Ext4 Developer Interlock Call: 03-21-07 Minutes
Attendees: Mingming Cao, Dave Kleikamp, Jean-Noel Cordenner, Valerie Clement, Ted T'so, Andreas Dilger, Jose Santos, Avantika Mathur
Minutes can be accessed at: http://ext4.wiki.kernel.org/index.php/Ext4_Developer%27s_Conference_Call
- Jose Santos just joined the IBM LTC filesystem team, and will start looking at 64 bit support in e2fsprogs
- Ted gave a detailed outline on what changes are needed to support 64 bit block numbers in e2fsprogs. He will be sending out a write up of this outline to the linux-ext4 mailing list.
- Ted and Andreas also discussed if there is immediate need for 64 bit support. If not, the extents suport can be the primary focus for e2fsprogs, after which 64 bit support can be implemented. This question will also be posted on the mailin list
- Andreas suggested creating an e4fsprogs, which uses the same code base as e2fsprogs, but has 64 bit block_t; and doesn't build shared libraries.
- Ted has created an ext4 git patch queue; which multiple users can access and update. Currently Ted, Mingming and Shaggy have access to the tree, but more users can be added.
- This tree will help clarify which patches are ready for mainline or -mm, and which patches still need to be tested. This will prevent patches that have issues (e.g whitespace etc) from going into the mm tree.
- Every time the tree is update, a cron job will shoot off various benchmarks on different architectures, on the IBM automated test tool. We will then create a summary of results to post to the list. If the patches pass sufficient tests, they can by passed to the mm git tree.
- Shaggy mentioned he uses sparse to test for endian issues in patches, and will post the options he uses to the mailing list.
- There will also need to be a mechanism for informing developers that we have fixed/changed their patches, so they use the update patch for future versions.
- Anyone who adds a patch should test that the tree builds cleanly on basic architectures.
- Kalpak Shah posted patches to break 32000 subdir limit
- Amit Arora posted updated preallocation patches
- Mingming was wondering what the need for 64 bit length of fallocate syscall is.
- Andreas has been working on patches to support uninitialized block and inode bitmaps, using the group descriptors and checksumming.
- There is a flag in the group descriptor, which had been added for lazy block groups. If set, this means that the block and inode bitmap are uninitialized. The group is marked as having zero blocks, and the kernel does not touch them
- This greatly improves fsck time because uninitialized groups do not need to be scanned. it also improves mkfs times
- in preliminary fsck testing, the run time grown linearly with number of inodes.

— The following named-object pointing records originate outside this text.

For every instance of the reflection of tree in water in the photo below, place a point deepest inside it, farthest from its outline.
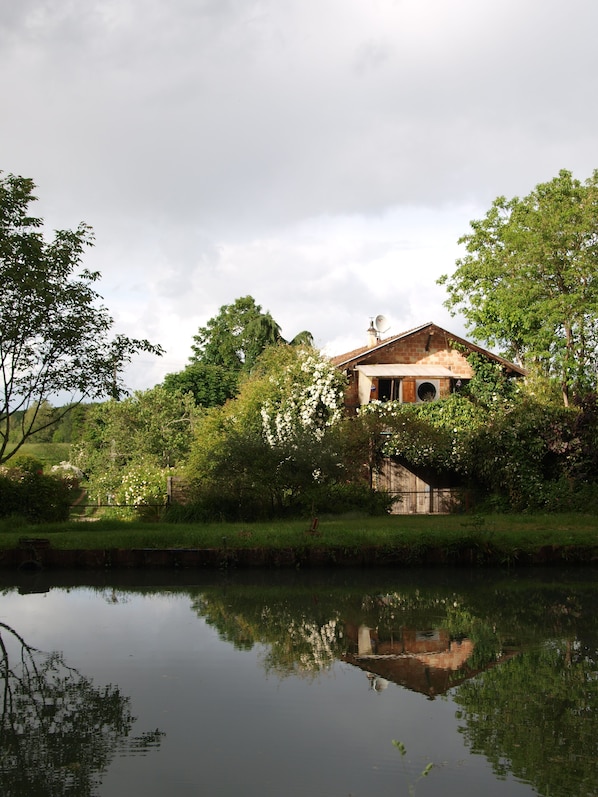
(301, 639)
(537, 717)
(306, 632)
(58, 732)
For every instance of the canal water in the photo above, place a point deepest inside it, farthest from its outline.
(331, 684)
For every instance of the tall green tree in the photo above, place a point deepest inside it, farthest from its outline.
(54, 331)
(210, 385)
(529, 281)
(237, 335)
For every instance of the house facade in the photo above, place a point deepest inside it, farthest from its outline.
(423, 364)
(426, 363)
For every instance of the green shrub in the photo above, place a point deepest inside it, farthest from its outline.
(37, 497)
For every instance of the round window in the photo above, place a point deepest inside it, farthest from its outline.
(426, 391)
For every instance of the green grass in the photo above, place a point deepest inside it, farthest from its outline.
(502, 532)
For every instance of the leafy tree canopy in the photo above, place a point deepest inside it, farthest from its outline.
(528, 281)
(54, 332)
(210, 385)
(237, 335)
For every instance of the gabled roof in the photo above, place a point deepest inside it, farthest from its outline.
(352, 358)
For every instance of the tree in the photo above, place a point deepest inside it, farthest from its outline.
(528, 282)
(128, 447)
(54, 332)
(267, 449)
(235, 338)
(210, 385)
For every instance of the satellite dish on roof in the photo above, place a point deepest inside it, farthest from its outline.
(382, 324)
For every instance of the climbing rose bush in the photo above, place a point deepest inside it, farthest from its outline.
(306, 397)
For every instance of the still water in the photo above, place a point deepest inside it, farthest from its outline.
(339, 684)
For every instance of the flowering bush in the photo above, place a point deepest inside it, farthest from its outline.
(307, 397)
(143, 486)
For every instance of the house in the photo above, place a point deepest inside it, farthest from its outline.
(423, 364)
(426, 363)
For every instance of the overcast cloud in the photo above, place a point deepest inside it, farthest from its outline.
(323, 156)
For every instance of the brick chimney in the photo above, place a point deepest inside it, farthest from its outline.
(372, 335)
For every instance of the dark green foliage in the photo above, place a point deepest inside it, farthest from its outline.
(210, 385)
(54, 331)
(236, 336)
(490, 382)
(528, 281)
(36, 496)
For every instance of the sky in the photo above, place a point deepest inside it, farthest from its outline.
(322, 156)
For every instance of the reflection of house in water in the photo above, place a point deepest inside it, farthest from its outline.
(430, 662)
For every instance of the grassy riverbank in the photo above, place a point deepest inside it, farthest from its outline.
(501, 533)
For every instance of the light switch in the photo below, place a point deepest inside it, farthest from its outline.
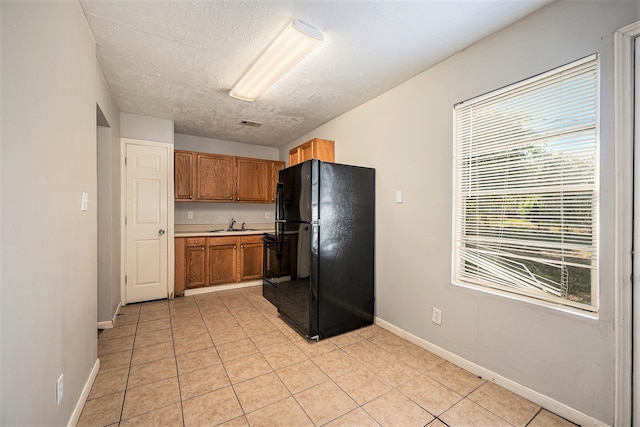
(84, 204)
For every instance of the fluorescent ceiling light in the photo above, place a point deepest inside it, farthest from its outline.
(284, 53)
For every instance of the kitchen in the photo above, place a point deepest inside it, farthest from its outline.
(567, 358)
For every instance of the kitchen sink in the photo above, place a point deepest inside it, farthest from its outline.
(229, 230)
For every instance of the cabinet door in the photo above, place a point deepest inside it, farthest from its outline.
(253, 180)
(250, 257)
(275, 167)
(180, 244)
(184, 176)
(323, 149)
(223, 260)
(196, 261)
(306, 151)
(215, 177)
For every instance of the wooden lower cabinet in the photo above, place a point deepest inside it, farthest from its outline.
(208, 261)
(223, 259)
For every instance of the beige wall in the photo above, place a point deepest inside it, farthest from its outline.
(48, 259)
(108, 200)
(406, 134)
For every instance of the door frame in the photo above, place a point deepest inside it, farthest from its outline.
(123, 211)
(624, 42)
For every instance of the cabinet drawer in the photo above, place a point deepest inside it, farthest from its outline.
(255, 238)
(196, 241)
(216, 241)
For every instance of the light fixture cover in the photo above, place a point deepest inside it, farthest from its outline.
(295, 42)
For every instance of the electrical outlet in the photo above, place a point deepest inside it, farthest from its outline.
(436, 316)
(59, 389)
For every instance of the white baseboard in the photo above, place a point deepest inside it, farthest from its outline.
(218, 288)
(540, 399)
(108, 324)
(75, 415)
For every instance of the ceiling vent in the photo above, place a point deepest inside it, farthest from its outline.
(251, 123)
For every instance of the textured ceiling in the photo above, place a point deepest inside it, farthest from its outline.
(178, 60)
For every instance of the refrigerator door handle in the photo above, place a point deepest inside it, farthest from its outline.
(279, 220)
(279, 197)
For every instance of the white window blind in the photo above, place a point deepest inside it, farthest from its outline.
(526, 187)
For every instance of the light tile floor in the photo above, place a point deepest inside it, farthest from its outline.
(226, 358)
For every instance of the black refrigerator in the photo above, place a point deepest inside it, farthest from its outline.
(319, 263)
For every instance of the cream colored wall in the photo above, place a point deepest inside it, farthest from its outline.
(109, 204)
(147, 128)
(48, 257)
(406, 134)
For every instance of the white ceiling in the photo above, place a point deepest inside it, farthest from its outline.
(178, 60)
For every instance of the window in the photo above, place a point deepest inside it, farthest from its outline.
(526, 188)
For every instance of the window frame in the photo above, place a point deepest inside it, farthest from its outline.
(589, 310)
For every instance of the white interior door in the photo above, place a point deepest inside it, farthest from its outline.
(147, 213)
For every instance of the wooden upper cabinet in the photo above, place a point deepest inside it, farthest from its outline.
(195, 263)
(253, 180)
(184, 176)
(275, 168)
(207, 177)
(215, 177)
(321, 149)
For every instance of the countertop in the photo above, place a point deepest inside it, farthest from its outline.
(195, 230)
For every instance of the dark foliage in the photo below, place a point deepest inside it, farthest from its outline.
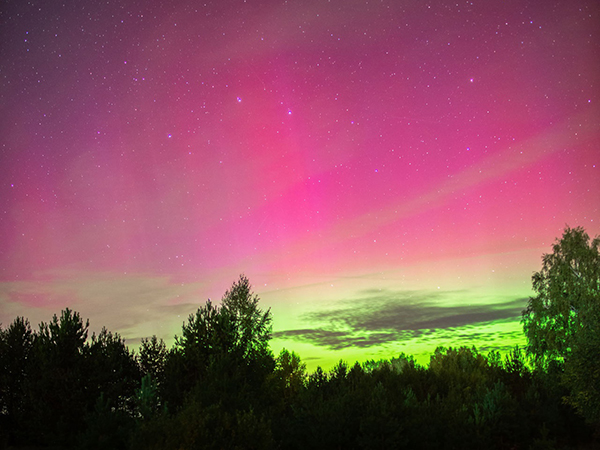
(220, 387)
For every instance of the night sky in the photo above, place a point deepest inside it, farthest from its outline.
(387, 173)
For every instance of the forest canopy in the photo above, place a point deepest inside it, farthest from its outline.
(221, 386)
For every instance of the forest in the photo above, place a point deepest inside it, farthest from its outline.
(220, 386)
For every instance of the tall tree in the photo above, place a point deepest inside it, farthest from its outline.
(16, 348)
(252, 325)
(59, 387)
(562, 321)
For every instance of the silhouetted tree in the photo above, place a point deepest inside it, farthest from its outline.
(112, 370)
(58, 391)
(562, 321)
(152, 358)
(16, 348)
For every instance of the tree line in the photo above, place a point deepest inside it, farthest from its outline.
(221, 387)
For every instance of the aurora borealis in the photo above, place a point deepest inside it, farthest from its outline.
(387, 173)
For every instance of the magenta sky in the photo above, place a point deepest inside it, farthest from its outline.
(387, 173)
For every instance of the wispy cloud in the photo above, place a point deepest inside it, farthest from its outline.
(382, 317)
(134, 305)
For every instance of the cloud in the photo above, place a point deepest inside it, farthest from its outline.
(135, 305)
(378, 318)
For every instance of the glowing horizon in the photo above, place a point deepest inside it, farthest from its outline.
(387, 175)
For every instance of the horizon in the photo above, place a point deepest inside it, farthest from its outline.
(387, 175)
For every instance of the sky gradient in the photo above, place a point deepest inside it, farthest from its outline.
(387, 173)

- This feature is RO_COMPAT.
- strictly need to maintain the group checksum; of the flag is accidentally set, the whole group would be skipped.
- So far Andreas has not done any performance testing.
Mballoc and Delalloc:
- Alex has been working on polishing the mballoc allocater. Andreas will ask him to submit a new version to the list, since the online defragmenation patches are based on an older version.
- Alex spent has spend some time addressing the request that delayed allocation be implemented in the VFS layer. Recently Christoph Hellwin pulled delayed allocation out of XFS, and will be doing the implementation in the VFS.
- the ext4 delalloc patches will then be dependent on these patches from Christoph. Will implement hooks in ext4 to use the vfs level delayed allocation.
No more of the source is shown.